The canary promotion proceeds only if all analysis templates pass at each step. The Locust validation generates realistic load against the canary. If the canary’s error rate exceeds 1%, latency degrades, or memory usage exceeds 80% of limits, the analysis fails.

At stage 2 (20% traffic), both Locust validation and error rate analysis must pass. At stage 3 (50% traffic), Locust, error rate, latency, and memory analysis all must pass. This progressive gating catches issues that only manifest under higher load.

Two failures out of five measurements are allowed for error rate (failureLimit: 2) to account for transient spikes. Only one failure is allowed for memory (failureLimit: 1) because memory leaks are progressive and a single data point showing high usage is a strong signal.

The Recovery

Canary analysis fails at 5%: Argo Rollouts scales canary to zero and routes all traffic to stable. Check the AnalysisRun in ArgoCD to see which metric failed. Fix and redeploy.

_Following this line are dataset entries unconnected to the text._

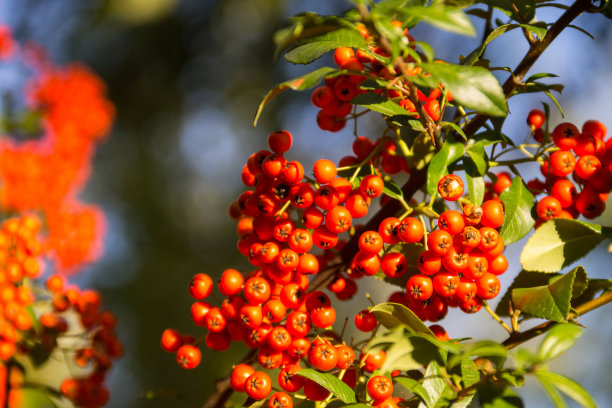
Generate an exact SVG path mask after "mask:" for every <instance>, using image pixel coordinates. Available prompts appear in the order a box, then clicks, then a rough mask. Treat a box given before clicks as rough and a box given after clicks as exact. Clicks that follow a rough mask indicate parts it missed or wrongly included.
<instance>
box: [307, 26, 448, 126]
mask: <svg viewBox="0 0 612 408" xmlns="http://www.w3.org/2000/svg"><path fill="white" fill-rule="evenodd" d="M401 26H402V24H401V22H399V21H395V22H394V27H395V28H396V29H397V30H401ZM358 29H359V32H360V34H361V36H362V37H363V38H364V39H365V40H367V41H369V42H370V43H371V44H372V45H371V46H370V50H369V51H368V52H366V51H362V50H357V51H355V50H353V49H352V48H347V47H341V48H338V49H336V50H335V52H334V62H335V63H336V64H337V65H338V67H339V68H340V70H341V71H354V73H347V74H343V75H334V76H329V77H327V78H326V79H325V85H323V86H321V87H318V88H316V89H315V90H314V91H313V93H312V97H311V100H312V103H313V105H314V106H316V107H317V108H320V111H319V113H318V114H317V125H318V126H319V128H321V129H322V130H328V131H330V132H337V131H339V130H342V129H343V128H344V126H345V125H346V120H347V117H348V116H349V115H350V114H351V113H352V112H353V108H354V105H353V104H352V103H351V100H352V99H353V98H355V97H356V96H358V95H361V94H363V93H366V92H376V93H379V94H382V93H384V94H385V96H388V97H389V98H391V99H393V100H395V101H396V102H397V103H398V104H399V105H400V106H401V107H402V108H404V109H406V111H408V112H409V113H411V114H413V116H414V117H415V118H418V117H419V113H418V112H417V108H416V106H415V105H414V103H413V102H412V101H411V100H410V99H409V98H408V95H409V94H410V90H409V89H408V87H407V85H406V84H405V83H403V82H402V81H398V82H397V84H396V86H395V87H393V88H389V89H383V88H381V89H375V90H373V91H372V90H371V88H368V87H363V86H362V85H363V83H364V81H365V80H366V79H368V78H370V79H376V78H383V79H385V80H393V79H395V78H397V79H398V80H399V78H400V77H401V73H400V72H397V71H398V68H396V69H395V70H394V69H389V68H388V67H387V66H385V65H384V64H383V63H382V62H381V61H380V59H381V58H387V57H389V54H388V53H387V52H386V51H385V50H384V49H382V48H381V47H379V46H375V45H374V43H373V42H372V36H371V35H370V33H369V32H368V30H367V28H366V27H365V26H363V25H359V26H358ZM403 33H404V34H403V35H404V36H405V37H406V38H407V39H408V40H409V41H410V42H411V43H412V44H413V45H412V46H411V47H412V48H413V49H414V48H415V47H416V46H415V40H414V38H413V37H412V35H410V34H409V33H408V29H404V30H403ZM409 66H410V67H411V68H410V69H412V70H413V72H411V75H416V74H417V73H419V72H420V68H418V67H413V66H412V65H409ZM417 97H418V100H419V101H420V102H421V103H422V104H423V109H424V110H425V112H426V113H427V115H429V117H430V118H431V119H432V120H434V121H437V120H438V119H440V115H441V109H440V104H441V103H442V102H441V101H442V98H443V97H445V98H446V100H447V101H451V100H452V95H451V94H450V93H447V94H446V96H443V95H442V89H441V88H440V87H438V88H435V89H432V90H431V91H430V92H429V94H428V95H426V94H424V93H423V92H421V91H420V90H418V91H417Z"/></svg>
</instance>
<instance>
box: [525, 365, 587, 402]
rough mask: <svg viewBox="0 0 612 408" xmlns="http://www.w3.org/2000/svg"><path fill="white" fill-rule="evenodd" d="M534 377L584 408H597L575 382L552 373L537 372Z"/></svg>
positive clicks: (542, 383) (542, 371)
mask: <svg viewBox="0 0 612 408" xmlns="http://www.w3.org/2000/svg"><path fill="white" fill-rule="evenodd" d="M536 377H537V378H538V380H540V382H541V383H542V384H544V383H546V384H548V385H550V386H552V387H554V388H556V389H557V390H559V391H561V392H562V393H563V394H565V395H567V396H568V397H570V398H571V399H573V400H574V401H576V402H577V403H578V404H580V405H582V406H583V407H585V408H597V404H596V403H595V401H594V400H593V397H591V396H590V395H589V392H588V391H587V390H585V389H584V388H583V387H582V386H581V385H580V384H578V383H577V382H576V381H574V380H571V379H569V378H567V377H565V376H564V375H561V374H558V373H553V372H552V371H537V372H536Z"/></svg>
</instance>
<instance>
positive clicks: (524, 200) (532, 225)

Canary passes all stages but issues appear after 100%: Use kubectl argo rollouts undo checkout-service to revert to the previous ReplicaSet. Argo Rollouts keeps the previous version’s ReplicaSet available (rollbackWindow.revisions: 3).

Locust validation is flaky: The Locust scenario is too aggressive or the canary has insufficient resources. Reduce user count, increase spawn rate interval, or increase canary pod resources. Flaky validation is worse than no validation because it trains the team to ignore failures.